In the case of a US$2bn Additional Tier 1 priced by Barclays Bank last week, for example, the firm estimates that the capital cushion that protects investors from potentially having coupon payments suspended will shrink from £15bn in 2016 to £7bn in 2019 as higher capital requirements kick in.
“The fact that it’s subordinated doesn’t make these instruments bad. You might be better off buying a Tier 2 CoCo than buying the equity in a bank that’s not profitable.”
This is because the level at which Barclays becomes subject to additional restrictions on making coupon payments will be raised from 7% Core Equity Tier 1 to 9%.
Georg Grodzki, head of fixed income at Legal & General, added that banks were unlikely to be as worried as previously when it comes to skipping coupons.
“The investor base that is buying these instruments right now is different from the one buying the banks’ senior debt. This will make it easier for them to skip coupons because investors will have less of a stick.”
He said the new instruments were far riskier than old style Tier 1 debt. “If you thought you got burnt the previous time around, then you shouldn’t be buying these. This is equity without the voting rights.”
On another panel, bankers said the issuers and regulators needed to make sure the market was aware of all the risks attached to these instruments.
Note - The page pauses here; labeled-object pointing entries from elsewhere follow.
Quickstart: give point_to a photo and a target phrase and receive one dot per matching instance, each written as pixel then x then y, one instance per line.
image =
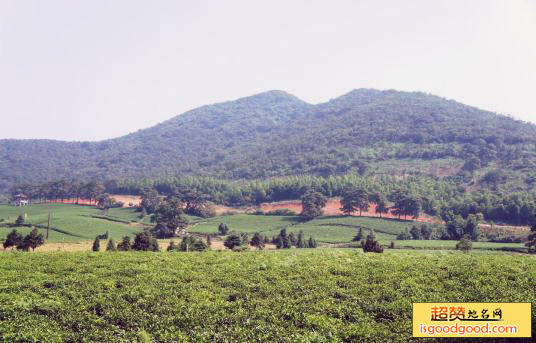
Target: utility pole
pixel 48 225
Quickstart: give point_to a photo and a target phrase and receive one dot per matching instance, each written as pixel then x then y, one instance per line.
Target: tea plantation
pixel 317 295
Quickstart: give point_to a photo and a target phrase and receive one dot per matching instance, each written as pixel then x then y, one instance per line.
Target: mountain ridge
pixel 275 133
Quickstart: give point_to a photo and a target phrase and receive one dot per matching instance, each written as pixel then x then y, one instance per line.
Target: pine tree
pixel 257 241
pixel 301 241
pixel 171 246
pixel 32 240
pixel 312 204
pixel 111 246
pixel 13 239
pixel 415 232
pixel 20 220
pixel 464 244
pixel 124 245
pixel 232 241
pixel 144 241
pixel 292 239
pixel 96 244
pixel 359 236
pixel 223 229
pixel 283 241
pixel 371 245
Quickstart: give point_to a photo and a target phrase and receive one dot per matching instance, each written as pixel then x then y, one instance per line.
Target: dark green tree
pixel 312 204
pixel 257 241
pixel 283 241
pixel 426 231
pixel 20 220
pixel 232 241
pixel 531 239
pixel 371 245
pixel 223 229
pixel 415 232
pixel 301 243
pixel 355 200
pixel 172 246
pixel 169 218
pixel 32 240
pixel 111 245
pixel 144 241
pixel 404 235
pixel 13 239
pixel 96 244
pixel 149 200
pixel 464 244
pixel 125 244
pixel 359 236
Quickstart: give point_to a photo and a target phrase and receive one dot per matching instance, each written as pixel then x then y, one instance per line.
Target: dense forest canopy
pixel 274 134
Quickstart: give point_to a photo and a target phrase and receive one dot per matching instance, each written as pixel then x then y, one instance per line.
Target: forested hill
pixel 275 134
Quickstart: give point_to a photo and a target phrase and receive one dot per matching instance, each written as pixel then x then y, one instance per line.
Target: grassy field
pixel 325 229
pixel 320 295
pixel 245 223
pixel 75 222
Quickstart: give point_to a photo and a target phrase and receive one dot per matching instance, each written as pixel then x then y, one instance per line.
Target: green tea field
pixel 71 223
pixel 306 295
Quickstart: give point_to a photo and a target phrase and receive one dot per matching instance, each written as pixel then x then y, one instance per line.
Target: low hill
pixel 276 134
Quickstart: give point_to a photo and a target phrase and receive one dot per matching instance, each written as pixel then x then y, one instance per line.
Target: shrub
pixel 464 244
pixel 111 246
pixel 281 212
pixel 232 241
pixel 223 229
pixel 371 245
pixel 125 244
pixel 20 220
pixel 13 239
pixel 144 241
pixel 96 244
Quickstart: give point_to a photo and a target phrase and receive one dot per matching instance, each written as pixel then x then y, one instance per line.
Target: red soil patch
pixel 135 200
pixel 333 206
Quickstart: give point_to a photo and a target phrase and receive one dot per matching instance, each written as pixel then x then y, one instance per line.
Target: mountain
pixel 275 134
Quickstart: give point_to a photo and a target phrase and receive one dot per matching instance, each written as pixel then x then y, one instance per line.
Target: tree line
pixel 411 195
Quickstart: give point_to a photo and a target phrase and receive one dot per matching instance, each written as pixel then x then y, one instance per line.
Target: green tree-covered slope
pixel 277 134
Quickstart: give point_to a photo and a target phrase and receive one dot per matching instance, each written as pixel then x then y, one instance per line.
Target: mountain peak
pixel 271 96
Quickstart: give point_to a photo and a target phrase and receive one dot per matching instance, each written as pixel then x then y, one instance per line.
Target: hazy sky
pixel 89 70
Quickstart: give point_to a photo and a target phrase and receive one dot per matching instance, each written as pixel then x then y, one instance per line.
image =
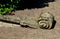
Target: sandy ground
pixel 18 32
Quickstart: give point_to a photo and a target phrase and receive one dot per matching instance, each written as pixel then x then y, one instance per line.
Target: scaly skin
pixel 45 20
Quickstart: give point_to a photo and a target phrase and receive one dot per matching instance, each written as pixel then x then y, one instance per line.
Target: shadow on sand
pixel 33 4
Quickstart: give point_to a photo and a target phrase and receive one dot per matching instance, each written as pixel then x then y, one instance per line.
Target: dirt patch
pixel 29 33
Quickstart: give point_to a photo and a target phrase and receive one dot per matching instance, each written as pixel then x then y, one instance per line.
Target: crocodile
pixel 45 20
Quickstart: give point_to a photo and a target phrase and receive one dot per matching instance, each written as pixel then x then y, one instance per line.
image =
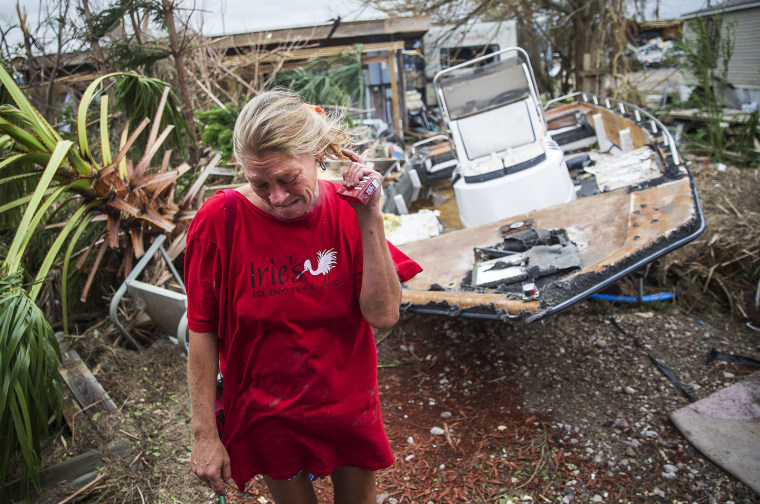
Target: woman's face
pixel 286 187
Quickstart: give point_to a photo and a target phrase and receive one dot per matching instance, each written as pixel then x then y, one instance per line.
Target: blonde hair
pixel 278 121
“The market is generally clear around what these instruments are supposed to do. However, regulators need to be clear how they will evaluate failure of an institution so that investors can measure risk,” said Tim Skeet, board member of the ICMA.
Disaster scenario
European bankers also debated disaster scenarios for Additional Tier 1 bonds if banks that have issued them don’t pay the coupons.
“In one scenario, the action won’t come as a shock to the market as the instrument will have already been downgraded by around six notches by the likes of Moody’s and S&P before a bank’s board is having this discussion,” said Rob Baston, managing director DCM at UBS.
If this scenario were to play out, one banker imagined that the price of the bond would fall by around 15-20 points and other similarly structured deals would also drop as a knock-on effect.
Or alternatively, the market could be caught completely off guard, and in that instance, bankers believe that issuers would struggle to sell these instruments after the next crisis.
“The market needs to accept that everything is now loss absorbing and Additional Tier 1 are at the first line of a bank’s defence,” said Sandeep Agarwal, head of EMEA DCM at Credit Suisse.
In a research note published recently, Citigroup analysts said that European Additional Tier 1 bonds have a very binary value and would either trade around par or on the option value of a future reinstatement of coupons, “which most likely implies a valuation well below 50 and quite conceivably even in the teens. There really isn’t very much in between. It is an investment based on faith.”
Some investors are realistic on the risks.
“It’s not just about Additional Tier 1, it’s about who is issuing, what the exact structure is, what the yield is,” said Doerrenhaus. “The fact that it’s subordinated doesn’t make these instruments bad. You might be better off buying a Tier 2 CoCo than buying the equity in a bank that’s not profitable.”